Walking the dogs separately was my treat for the day. When they are together, Reggie always has to be out front pulling hard to be ahead of Rudy, which is a near-constant strain on my arm and back. She’s also a fierce little street fighter who challenges any person or animal in sight in the most embarrassing fashion. Her aggression triggers Rudy’s aggression as well and they become a rather formidable bundle of belligerence.


When the dogs see little kids, they both get so yappy and jittery that I’m afraid their energy will scare the kids, who will make jerky motions with their little hands, and then there could be trouble, so when kids ask to pet them, I just have to say “sorry, thanks for asking, but they’re not really very friendly.” Walking them together, in fact, is and has always been a tremendous pain in my ass—Reggie constantly pulling, Rudy constantly stopping to sniff and pee, both of them acting like idiots at the mere sight of a cat or a kid or another dog or anything at all unusual that sets off their alarms. So having them one at a time today was delightful. Reggie got to be far out ahead of me on the retractable lead in her robustly independent fashion, and we both walked faster than usual. She was perfectly behaved, so not a harsh word was spoken.

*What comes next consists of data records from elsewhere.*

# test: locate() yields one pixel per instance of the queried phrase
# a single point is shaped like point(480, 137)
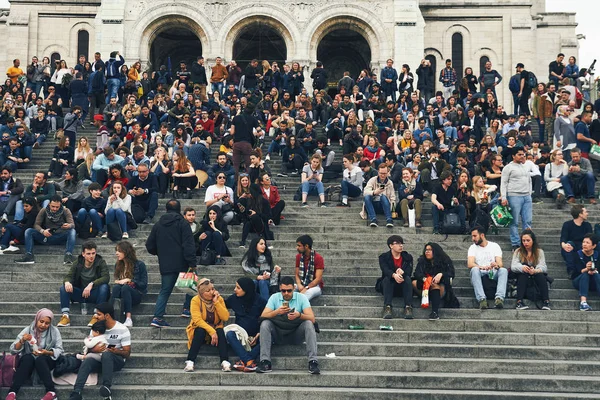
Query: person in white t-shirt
point(485, 258)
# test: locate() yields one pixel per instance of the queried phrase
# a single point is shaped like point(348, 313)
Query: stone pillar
point(409, 34)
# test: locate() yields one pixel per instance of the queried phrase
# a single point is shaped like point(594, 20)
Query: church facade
point(343, 34)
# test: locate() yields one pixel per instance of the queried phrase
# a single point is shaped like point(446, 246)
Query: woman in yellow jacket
point(206, 326)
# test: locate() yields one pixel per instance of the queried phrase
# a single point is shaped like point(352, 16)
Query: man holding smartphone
point(287, 318)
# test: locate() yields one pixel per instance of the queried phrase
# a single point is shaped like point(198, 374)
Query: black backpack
point(86, 230)
point(451, 225)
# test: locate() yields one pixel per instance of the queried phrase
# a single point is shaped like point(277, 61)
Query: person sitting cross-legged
point(86, 282)
point(396, 268)
point(485, 258)
point(113, 357)
point(53, 225)
point(248, 306)
point(287, 318)
point(379, 195)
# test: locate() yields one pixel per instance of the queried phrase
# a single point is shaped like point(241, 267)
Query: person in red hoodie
point(272, 194)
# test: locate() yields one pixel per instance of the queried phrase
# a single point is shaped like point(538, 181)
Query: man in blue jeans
point(379, 195)
point(515, 190)
point(85, 283)
point(53, 225)
point(580, 178)
point(172, 241)
point(113, 82)
point(485, 258)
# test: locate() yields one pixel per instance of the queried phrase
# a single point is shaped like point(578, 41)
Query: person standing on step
point(38, 346)
point(114, 356)
point(515, 191)
point(208, 315)
point(85, 283)
point(287, 315)
point(572, 234)
point(131, 280)
point(485, 258)
point(379, 195)
point(396, 269)
point(309, 268)
point(172, 241)
point(585, 275)
point(143, 189)
point(53, 225)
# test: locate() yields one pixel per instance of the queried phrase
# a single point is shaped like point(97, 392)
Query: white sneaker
point(189, 366)
point(11, 250)
point(226, 366)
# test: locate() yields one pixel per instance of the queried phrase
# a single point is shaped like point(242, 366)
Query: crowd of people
point(401, 141)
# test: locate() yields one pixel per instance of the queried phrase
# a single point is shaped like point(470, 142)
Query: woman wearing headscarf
point(206, 325)
point(243, 336)
point(564, 131)
point(435, 263)
point(39, 346)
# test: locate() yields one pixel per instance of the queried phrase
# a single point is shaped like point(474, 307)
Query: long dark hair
point(440, 260)
point(252, 254)
point(535, 249)
point(124, 268)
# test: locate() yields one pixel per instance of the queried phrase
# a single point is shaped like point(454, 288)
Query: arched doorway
point(261, 41)
point(177, 43)
point(344, 50)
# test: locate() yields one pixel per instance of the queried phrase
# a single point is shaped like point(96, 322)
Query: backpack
point(481, 219)
point(451, 225)
point(513, 84)
point(8, 367)
point(86, 230)
point(531, 80)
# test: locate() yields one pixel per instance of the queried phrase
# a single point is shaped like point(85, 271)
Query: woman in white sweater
point(117, 205)
point(554, 171)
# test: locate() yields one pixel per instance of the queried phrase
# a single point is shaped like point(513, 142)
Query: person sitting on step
point(248, 307)
point(114, 356)
point(585, 275)
point(529, 264)
point(396, 269)
point(380, 196)
point(54, 224)
point(208, 314)
point(287, 315)
point(38, 345)
point(485, 259)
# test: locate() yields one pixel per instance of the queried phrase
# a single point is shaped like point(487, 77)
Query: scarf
point(55, 217)
point(43, 313)
point(410, 185)
point(308, 271)
point(202, 288)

When I took Rudy out by himself later in day, we walked much slower than usual so that he could take all the time he wanted to sniff and pee without Reggie hauling us along. He ignored all stimulus from other animals and people, and when a little girl stopped us and asked to pet him, I didn’t hesitate to let her because he was perfectly calm and polite. Reggie would have been the same way had she been by herself. There’s something about being in a pack that makes them act so unpleasantly together, and I haven’t been able to remedy it in nearly five years of walking with them. I realize the fault is in my failure to train them, and if I knew what to do to correct their behavior, I would do it.

So, why don’t I walk them separately every day? Time and energy constraints, mostly. Also, because the one who gets left at home takes it really, really hard, especially Reggie. When I take Rudy out, I can hear her squealing and crying at the door all the way down the block. I just can’t bear being the cause of those distress calls.



3 thoughts on “Dog day

  1. I’m glad you checked on that backyard breeder’s dogs. I hate that people don’t take good care of their animals! And it’s interesting how the dogs act when together vs when they’re separate. I’m thinking the only way to fix that is to have another person with you on the walks.

  2. I live in a rural area, so sadly I’ve made my fair share of calls to animal control too. People mostly just bring dogs out here and leave them, for whatever reason. It’s always upsetting, especially because most are obviously normal, well behaved, nice dogs. But we can’t leave them to wander, nor can we take more in. I’m glad someone checks on the dogs you came across, it’s sad that people treat animals that way. Whenever I get a pet, I go the rescue route instead of using breeders. Granted it’s not much, but it makes me feel like I’m doing something to help.

    I hope Rudy’s surgery goes well! Hopefully the recovery will be as quick and easy on him as possible.